Exchanges may be established either by the state itself as a state-based exchange (SBE) or by the
Secretary of Health and Human Services (HHS) as a federally facilitated exchange (FFE). Some
states have SBE-FPs: they have SBEs but use the federal information technology platform,
including the federal exchange website www.Healthcare.gov. In states with FFEs, the exchange
may be operated by the federal government alone or in conjunction with the state. States may
have different structures for their individual and SHOP exchanges.
Consumers who obtain coverage through the individual exchange may be eligible for financial
assistance from the federal government. Financial assistance in the individual exchanges is
available in two forms: premium tax credits and cost-sharing reductions. Small businesses that
use the SHOP exchange may be eligible for small business health insurance tax credits. The tax
credits assist small businesses with the cost of providing health insurance coverage to employees.
The ACA generally requires that health insurance plans offered through an exchange are qualified
health plans (QHPs). To be a certified as a QHP, a plan must be offered by a state-licensed issuer
and must meet specified requirements, including covering the essential health benefits (EHB).
QHPs sold in the individual and SHOP exchanges must comply with the same state and federal
requirements that apply to QHPs and other health plans offered outside of the exchanges in the
individual and small-group markets, respectively. Exchanges also may offer variations of QHPs,
such as child-only or catastrophic plans, and non-QHP dental-only plans.
This report provides an overview of the various components of the health insurance exchanges.

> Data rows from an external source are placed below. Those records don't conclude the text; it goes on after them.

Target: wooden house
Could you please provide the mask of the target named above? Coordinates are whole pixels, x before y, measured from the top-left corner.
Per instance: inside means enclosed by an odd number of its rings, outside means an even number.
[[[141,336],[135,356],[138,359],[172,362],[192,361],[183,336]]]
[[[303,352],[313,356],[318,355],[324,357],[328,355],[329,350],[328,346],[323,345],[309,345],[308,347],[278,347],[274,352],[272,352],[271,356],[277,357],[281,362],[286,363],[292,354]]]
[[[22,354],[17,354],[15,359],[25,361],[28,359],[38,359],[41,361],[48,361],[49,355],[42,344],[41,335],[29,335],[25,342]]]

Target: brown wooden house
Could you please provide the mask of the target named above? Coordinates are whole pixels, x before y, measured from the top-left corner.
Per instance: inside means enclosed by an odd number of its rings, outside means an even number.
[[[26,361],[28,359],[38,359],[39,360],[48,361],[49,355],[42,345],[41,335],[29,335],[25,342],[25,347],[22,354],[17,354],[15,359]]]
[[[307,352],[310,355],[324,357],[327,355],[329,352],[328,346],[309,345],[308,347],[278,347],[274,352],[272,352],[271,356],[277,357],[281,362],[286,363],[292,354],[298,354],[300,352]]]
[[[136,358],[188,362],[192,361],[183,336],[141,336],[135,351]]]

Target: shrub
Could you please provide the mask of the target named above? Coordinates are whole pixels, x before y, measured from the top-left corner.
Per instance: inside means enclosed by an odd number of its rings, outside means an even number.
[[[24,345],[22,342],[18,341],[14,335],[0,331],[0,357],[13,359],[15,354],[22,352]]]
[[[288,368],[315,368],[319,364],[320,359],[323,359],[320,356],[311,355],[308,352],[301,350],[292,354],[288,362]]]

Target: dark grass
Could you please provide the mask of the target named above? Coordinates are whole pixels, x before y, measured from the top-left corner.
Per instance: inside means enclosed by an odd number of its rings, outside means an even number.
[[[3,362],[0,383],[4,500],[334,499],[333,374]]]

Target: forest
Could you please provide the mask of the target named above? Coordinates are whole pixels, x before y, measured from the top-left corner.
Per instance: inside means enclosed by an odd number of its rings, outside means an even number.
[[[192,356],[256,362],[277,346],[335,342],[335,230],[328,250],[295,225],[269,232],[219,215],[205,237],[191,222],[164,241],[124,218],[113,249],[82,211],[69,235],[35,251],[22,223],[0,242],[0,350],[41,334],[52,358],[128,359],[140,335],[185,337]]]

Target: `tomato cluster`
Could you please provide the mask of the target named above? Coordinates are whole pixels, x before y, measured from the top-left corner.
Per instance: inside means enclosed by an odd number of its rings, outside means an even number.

It
begins with summary information about how exchanges are structured and then discusses both
individual and SHOP exchanges in terms of eligibility and enrollment, financial assistance for
certain exchange consumers and small businesses, and enrollment assistance entities. The report
also describes exchanges’ role in certifying plans as qualified to be sold in their marketplaces and
outlines the range of plans offered through exchanges. Finally, the report briefly addresses
funding for the exchanges. Where applicable, the report references other CRS reports that have
more information on various topics.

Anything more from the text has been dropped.